The NKJV Chronological Study Bible

Image by Jonathan D. Blundell via Flickr

I recently received a copy of the new NKJV Chronological Study Bible put out by Thomas Nelson publishers. I have an old Reese Chronological Bible which is…well…it’s the Bible, chopped up in little bits and pieces, and there aren’t very many notes, and so it didn’t really help me understand the historical significance of the various Biblical events. Nor did it do anything to help me tie in extra-Biblical events with what was going on in the church. I expected a Bible where Job was put in front of Genesis, and the gospels were chopped up like mincemeat for a holiday pie. I was so very surprised! It’s different than I expected, and I mean that in a good way.
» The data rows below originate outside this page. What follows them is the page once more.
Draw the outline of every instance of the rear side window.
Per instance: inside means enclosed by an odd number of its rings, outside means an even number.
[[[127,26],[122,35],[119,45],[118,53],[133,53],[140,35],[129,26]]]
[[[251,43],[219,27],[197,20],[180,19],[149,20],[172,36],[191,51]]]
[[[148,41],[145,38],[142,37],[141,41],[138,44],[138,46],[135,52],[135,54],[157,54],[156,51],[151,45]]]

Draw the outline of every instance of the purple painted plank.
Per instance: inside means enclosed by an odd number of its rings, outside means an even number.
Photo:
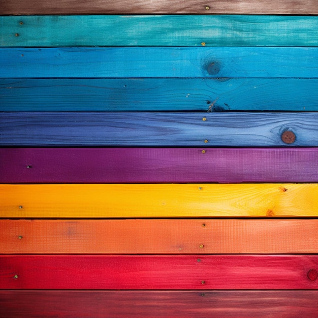
[[[317,148],[0,148],[0,183],[318,181]]]

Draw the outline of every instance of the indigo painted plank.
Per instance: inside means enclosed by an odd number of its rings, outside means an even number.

The Chronological Study Bible is different. There are images of historical figures (like Josephus, who bears no resemblance at all to Bocephus whom my mind has always strayed to when I read the name) and there are notes on the culture of the times–what exactly was happening in Corinth when Corinthians was written? And there are “time capsules” on some of the pages that give a snapshot of what was going on historically. For example, the one on page 1374 covers A.D.64, and Nero’s rule and the great fire in Rome. Putting this information in the context of 1 Timothy helps paint a complete picture, and the explanation of widows on that same page brings home the point that Ecclesiastes has made for millennium. There truly is nothing new under the sun: today’s problems plagued the ancients, too.

I look forward to studying out of this Bible for years to come. And much to my own surprise, I’ve started with Revelation. Which I now know was written during the time of Domitian, who was killed by his close associates and succeeded by Trajan.